Quand la vision disparaît sans que la rétine soit endommagée
C’est typiquement le cas dans l’hypotonie oculaire, une affection rare où la pression interne de l’œil chute anormalement. Sans cette tension interne, la structure sphérique normale du globe se déforme, ce qui empêche la lumière d’être focalisée correctement sur la rétine même si les cellules rétiniennes restent potentiellement intactes.
L’œil, dans ce contexte, « s’affaisse » littéralement, perdant la forme qui permet à la lumière d’être projetée avec précision. Cela conduit à une vision floue ou même à une perte fonctionnelle de la vue.
Jusqu’à présent, les solutions existantes, comme l’injection de stéroïdes ou d’huiles de silicone, permettaient seulement de restaurer temporairement le volume interne sans véritablement résoudre le problème structurel.
De plus, ces méthodes présentaient des effets secondaires importants et ne restituaient pas une clarté visuelle durable.
Un gel transparent qui « redonne forme » à l’œil
Face à ces limites, une équipe de cliniciens de l’hôpital Moorfields à Londres, un centre de référence en ophtalmologie, a exploré une approche différente : restaurer physiquement l’architecture interne de l’œil plutôt que tenter de compenser les symptômes.
Leur idée est simple en apparence : si l’œil ne voit plus parce qu’il a perdu sa forme, la solution pourrait être de la lui redonner.
Pour cela, ils ont utilisé un gel clair à base d’hydroxypropyl méthylcellulose, une substance déjà connue et utilisée dans certaines interventions oculaires pour protéger les tissus. Cette fois-ci, plutôt que de l’employer ponctuellement, les médecins l’ont injecté en plusieurs fois dans la cavité principale du globe oculaire.
Le but ? rétablir progressivement la pression interne naturelle, tout en laissant passer la lumière sans obstructions.

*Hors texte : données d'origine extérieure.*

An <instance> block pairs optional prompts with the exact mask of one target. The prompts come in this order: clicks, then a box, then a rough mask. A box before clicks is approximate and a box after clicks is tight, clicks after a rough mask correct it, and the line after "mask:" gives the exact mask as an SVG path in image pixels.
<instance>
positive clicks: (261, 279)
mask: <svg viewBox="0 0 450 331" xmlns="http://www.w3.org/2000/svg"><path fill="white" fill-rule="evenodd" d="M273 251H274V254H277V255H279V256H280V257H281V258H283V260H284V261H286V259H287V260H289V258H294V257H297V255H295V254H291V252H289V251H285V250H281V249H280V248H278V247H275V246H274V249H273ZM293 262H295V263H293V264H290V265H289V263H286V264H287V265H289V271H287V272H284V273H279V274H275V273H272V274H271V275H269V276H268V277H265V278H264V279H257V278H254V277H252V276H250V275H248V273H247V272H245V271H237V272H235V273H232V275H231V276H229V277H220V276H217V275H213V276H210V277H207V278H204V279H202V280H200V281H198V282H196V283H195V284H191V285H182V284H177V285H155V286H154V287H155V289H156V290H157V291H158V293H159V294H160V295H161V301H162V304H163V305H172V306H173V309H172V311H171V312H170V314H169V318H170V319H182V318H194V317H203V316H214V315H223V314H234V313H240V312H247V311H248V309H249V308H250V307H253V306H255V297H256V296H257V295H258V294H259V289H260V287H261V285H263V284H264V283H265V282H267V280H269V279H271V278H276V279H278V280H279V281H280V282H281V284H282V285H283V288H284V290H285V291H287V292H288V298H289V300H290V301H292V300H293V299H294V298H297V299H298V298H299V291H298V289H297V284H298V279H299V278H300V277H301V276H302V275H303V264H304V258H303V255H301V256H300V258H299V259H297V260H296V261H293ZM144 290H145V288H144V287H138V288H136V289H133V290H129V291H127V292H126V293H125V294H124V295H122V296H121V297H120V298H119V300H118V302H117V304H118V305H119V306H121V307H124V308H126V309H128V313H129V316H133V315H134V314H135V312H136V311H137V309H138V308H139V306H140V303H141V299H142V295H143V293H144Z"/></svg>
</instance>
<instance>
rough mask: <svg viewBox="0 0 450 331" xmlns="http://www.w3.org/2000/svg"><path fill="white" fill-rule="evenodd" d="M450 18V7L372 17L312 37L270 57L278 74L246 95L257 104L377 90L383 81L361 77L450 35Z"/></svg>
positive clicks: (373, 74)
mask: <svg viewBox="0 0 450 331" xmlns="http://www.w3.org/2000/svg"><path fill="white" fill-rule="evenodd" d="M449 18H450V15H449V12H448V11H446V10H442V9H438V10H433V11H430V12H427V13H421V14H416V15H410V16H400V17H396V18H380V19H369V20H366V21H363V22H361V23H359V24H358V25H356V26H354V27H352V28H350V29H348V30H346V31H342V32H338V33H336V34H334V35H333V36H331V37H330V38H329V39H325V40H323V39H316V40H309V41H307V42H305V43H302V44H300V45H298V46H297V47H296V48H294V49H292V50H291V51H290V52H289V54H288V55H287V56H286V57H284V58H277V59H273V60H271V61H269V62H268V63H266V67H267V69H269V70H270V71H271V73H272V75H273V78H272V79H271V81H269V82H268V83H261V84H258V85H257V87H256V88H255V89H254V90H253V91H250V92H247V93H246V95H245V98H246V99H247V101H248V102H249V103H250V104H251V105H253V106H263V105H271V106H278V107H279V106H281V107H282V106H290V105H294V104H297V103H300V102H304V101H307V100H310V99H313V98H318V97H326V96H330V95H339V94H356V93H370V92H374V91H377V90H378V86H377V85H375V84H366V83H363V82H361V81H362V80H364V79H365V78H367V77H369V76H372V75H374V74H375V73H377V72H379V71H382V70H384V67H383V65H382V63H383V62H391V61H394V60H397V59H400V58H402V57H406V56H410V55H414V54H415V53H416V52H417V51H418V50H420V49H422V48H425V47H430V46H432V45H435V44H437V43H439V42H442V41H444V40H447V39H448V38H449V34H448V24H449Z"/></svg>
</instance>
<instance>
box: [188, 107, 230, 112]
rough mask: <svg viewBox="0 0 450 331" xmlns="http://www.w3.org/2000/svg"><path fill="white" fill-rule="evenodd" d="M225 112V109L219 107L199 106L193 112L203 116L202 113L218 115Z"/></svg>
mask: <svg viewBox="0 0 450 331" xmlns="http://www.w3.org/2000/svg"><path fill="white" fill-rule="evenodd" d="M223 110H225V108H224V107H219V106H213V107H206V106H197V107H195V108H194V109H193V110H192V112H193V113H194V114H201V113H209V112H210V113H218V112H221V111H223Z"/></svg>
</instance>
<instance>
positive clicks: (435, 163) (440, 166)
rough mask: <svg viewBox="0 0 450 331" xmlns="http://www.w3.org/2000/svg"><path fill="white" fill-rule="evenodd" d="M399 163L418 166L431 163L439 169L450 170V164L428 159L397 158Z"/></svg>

Ce gel agit comme un substitut transparent au fluide naturel de l’œil, restaurant lentement sa forme sphérique, qui est essentielle pour que la lumière soit correctement focalisée sur la rétine.
À la différence des huiles de silicone ou autres matériaux opaques, il est suffisamment clair pour ne pas gêner l’entrée de la lumière, rendant possible une amélioration réelle de la respiration visuelle.
Des résultats cliniques encourageants
Les premiers résultats de cette approche sont encourageants. Dans une étude pilote publiée dans le British Journal of Ophthalmology, sept des huit patients traités ont constaté une amélioration significative de leur vision après plusieurs mois d’injections contrôlées.
Chez certains d’entre eux, la capacité à lire des lettres sur un tableau d’acuité visuelle s’est rétablie partiellement, une performance qui n’aurait pas été envisageable avec les méthodes antérieures.
Bien que ces résultats soient encore préliminaires, ils ouvrent une perspective nouvelle : celle de corriger la cause mécanique du déficit visuel plutôt que d’en atténuer les symptômes.
Pour de nombreux patients, cela représente une alternative thérapeutique plus douce et moins invasive que la chirurgie lourde, tout en promettant une amélioration durable de la vision.
Pas un remède universel
Cependant, cette technique ne convient pas à tous les types de déficits visuels. Son efficacité dépend d’un élément clé : les cellules rétiniennes doivent être encore viables.
Lorsque la rétine ou le nerf optique sont trop endommagés, conditions fréquentes dans certaines formes avancées de cécité ou de maladies neurodégénératives; restaurer la forme de l’œil ne suffira pas à restaurer la vision.
Autrement dit, cette méthode est particulièrement adaptée aux cas où la perte de vision est essentiellement mécanique plutôt que neurologique. Les médecins insistent donc sur la nécessité d’un diagnostic précis et d’une sélection rigoureuse des patients pour maximiser les chances de succès.
Vers un avenir plus clair
À l’heure actuelle, environ une trentaine de patients ont bénéficié de ce traitement à Moorfields, grâce à des financements caritatifs. Les injections ont été administrées à intervalles réguliers, généralement toutes les trois à quatre semaines, sur une période d’environ dix mois.
Les spécialistes espèrent que ces premiers résultats pourront être confirmés dans des études plus vastes et qu’ils permettront un jour d’élargir l’accès à cette technique au-delà d’un cercle restreint.
Si ces essais se confirment, ce gel transparent pourrait devenir un outil majeur dans le traitement de certaines formes de perte visuelle, offrant une alternative innovante à la chirurgie lourde et redonnant espoir à des patients pour qui la réadaptation visuelle semblait jusqu’ici impossible.